So John wasn’t satisfied. He’d tried to put the brakes on the search engine’s launch to avert a disaster and had failed.
Measuring the Unmeasurable
Of course, John wasn’t going to give up. Otherwise, this story would be a very boring way to kick off a book! Besides, a large IT investment—and people’s jobs—were at stake.
When John first started working on the project, his goal was to introduce user-centered thinking to the search engine selection process to complement the technical tests that IT would be using. To do so in an environment that was both technical and, as a corporation, driven by the bottom line, he had to wade into some treacherous waters—he’d have to come up with some metrics to quantify the experience of using the current search engine.

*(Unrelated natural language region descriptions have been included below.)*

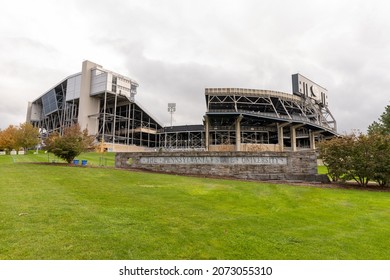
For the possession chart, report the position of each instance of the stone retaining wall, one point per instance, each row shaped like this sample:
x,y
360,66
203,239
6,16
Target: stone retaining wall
x,y
300,165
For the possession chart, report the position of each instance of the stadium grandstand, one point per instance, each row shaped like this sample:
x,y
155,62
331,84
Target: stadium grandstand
x,y
236,119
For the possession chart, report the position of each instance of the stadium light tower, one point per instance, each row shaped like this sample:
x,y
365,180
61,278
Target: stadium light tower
x,y
171,109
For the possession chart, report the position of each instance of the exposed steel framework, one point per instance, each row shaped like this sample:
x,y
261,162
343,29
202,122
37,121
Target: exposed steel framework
x,y
236,119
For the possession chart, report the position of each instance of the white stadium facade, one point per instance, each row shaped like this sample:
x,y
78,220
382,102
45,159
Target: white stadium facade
x,y
236,119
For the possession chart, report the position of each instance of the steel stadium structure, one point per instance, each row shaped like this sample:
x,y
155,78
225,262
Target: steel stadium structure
x,y
236,119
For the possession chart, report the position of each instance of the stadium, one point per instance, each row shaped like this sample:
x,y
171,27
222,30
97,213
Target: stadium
x,y
236,119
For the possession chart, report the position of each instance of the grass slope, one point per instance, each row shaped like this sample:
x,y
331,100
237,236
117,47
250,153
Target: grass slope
x,y
64,212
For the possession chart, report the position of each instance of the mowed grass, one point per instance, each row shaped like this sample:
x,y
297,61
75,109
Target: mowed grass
x,y
65,212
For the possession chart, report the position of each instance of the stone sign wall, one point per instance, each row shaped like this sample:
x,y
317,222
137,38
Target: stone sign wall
x,y
300,165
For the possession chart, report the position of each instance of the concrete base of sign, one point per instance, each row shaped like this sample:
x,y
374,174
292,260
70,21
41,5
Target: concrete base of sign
x,y
297,166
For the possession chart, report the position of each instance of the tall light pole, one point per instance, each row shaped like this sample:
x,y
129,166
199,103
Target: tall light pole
x,y
171,109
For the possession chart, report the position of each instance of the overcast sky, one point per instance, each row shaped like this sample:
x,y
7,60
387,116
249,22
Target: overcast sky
x,y
176,48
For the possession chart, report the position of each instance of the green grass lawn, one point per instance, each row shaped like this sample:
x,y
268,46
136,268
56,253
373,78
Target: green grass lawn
x,y
66,212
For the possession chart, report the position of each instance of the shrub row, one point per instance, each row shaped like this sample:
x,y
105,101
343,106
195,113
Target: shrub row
x,y
358,157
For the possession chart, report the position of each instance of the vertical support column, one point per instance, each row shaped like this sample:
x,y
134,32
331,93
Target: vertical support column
x,y
312,136
128,125
104,116
293,135
280,135
114,124
238,133
206,128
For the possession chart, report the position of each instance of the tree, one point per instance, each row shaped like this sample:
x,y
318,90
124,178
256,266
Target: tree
x,y
27,136
8,138
381,157
383,124
71,144
358,157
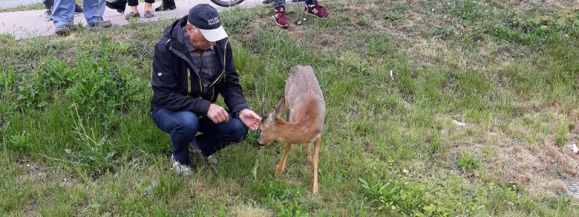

Now you might wonder what the big deal was. Either the search engine found the damned thing, or it didn’t—should be pretty easy to measure, right? Well, not quite.... There certainly are searches that work that way, for example, looking up a colleague’s phone number in the Vanguard staff directory. But many—probably most—searches don’t have a single “right” answer. “Parking,” “benefits,” and “experts” are all common queries on the Vanguard Intranet. They are also questions that have many answers—some more right than the others, but none that are ideal or perfect. From the perspective of users, relevance is very often relative.
Most designers know that it’s difficult to measure search performance and, well, just about any aspect of the user experience. In fact, being asked to do so causes droplets of sweat to form on many a designer’s brow. It just doesn’t feel right. Experience is difficult to boil down to a few simple, measurable actions. Considering that most of those in the field don’t have advanced degrees in statistics—and probably experienced similarly sweaty moments during high school algebra—it’s not surprising.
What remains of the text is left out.